Ruth Kelly delivered the message after dodging protesting lecturers at a conference in Birmingham.

More than 600 members of NATFHE , the university and college lecturers' union, demonstrated outside the conference centre to protest over a 2.8 per cent pay offer. They were part of a one-day national strike against the offer, which disrupted about 200 colleges.

Ms Kelly arrived an hour early and entered via a side door to escape protesters. Once inside she announced the rise in fees, saying it was "scandalous" so few teenagers stayed on. Figures from the Organisation for Economic Co-operation and Development showed the UK 27th out of 30 industrialised nations in staying-on rates.

Ms Kelly told the Association of Colleges' annual conference: "Public funds alone cannot afford to pay for the scale of training required to meet our economic goals. Nor should they." She signalled the Government's commitment to "a new balance of who pays for what".

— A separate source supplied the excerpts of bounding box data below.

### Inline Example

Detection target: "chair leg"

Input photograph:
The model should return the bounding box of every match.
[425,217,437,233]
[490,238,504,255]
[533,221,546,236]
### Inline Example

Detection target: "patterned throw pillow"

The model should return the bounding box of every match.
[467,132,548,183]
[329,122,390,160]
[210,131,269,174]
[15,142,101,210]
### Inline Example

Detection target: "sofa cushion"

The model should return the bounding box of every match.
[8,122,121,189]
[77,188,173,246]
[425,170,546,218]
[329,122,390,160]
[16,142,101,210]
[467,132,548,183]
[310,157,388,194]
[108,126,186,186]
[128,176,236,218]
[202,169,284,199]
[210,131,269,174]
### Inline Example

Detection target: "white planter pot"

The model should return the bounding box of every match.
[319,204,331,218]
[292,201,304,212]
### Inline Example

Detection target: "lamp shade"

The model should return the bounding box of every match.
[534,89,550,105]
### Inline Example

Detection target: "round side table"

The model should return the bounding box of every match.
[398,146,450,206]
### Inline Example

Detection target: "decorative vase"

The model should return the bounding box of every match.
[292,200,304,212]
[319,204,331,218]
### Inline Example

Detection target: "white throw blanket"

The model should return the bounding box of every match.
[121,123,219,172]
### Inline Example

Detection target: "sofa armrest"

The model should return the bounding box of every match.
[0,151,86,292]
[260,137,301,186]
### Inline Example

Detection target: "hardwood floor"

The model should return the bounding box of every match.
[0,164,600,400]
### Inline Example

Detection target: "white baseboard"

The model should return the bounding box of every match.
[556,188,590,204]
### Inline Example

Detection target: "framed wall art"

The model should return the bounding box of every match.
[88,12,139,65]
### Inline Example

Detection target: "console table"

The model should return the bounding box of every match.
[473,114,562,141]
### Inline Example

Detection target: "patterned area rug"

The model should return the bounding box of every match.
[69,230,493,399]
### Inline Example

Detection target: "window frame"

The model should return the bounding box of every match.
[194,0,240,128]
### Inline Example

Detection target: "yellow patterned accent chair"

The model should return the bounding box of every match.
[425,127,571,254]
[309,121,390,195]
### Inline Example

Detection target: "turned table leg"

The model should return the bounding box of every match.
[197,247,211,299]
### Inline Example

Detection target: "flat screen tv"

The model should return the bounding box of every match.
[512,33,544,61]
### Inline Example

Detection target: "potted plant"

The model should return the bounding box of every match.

Under the Government's plans, fees would rise from an average of 27.5 per cent per course to 37.5 by 2007-08 and then up to 50 per cent. A typical access course for adults wanting a second stab at college or university would rise from £500 a year to just over £900. Adults enlisting on full-time A-level or GCSE courses, or learning for leisure would see fees rise from around £225 a year to £400.

Julian Gravatt, director of funding at the Association of Colleges, said that fee rises "could be counter-productive" because many students would not enrol.

He said some colleges which at present exempted 19- and 20-year-olds who were takingGCSEs or A-levels "after making a mess of school" might have to levy charges in future.

Ms Kelly also backed plans to threaten failing colleges with closure. Sir Andrew Foster, the former head of the Audit Commission, had said they should be given a year to improve or face takeover.

Ms Kelly said: "I want to see the back of unsatisfactory provision in the sector as soon as possible and by 2008 at the very latest."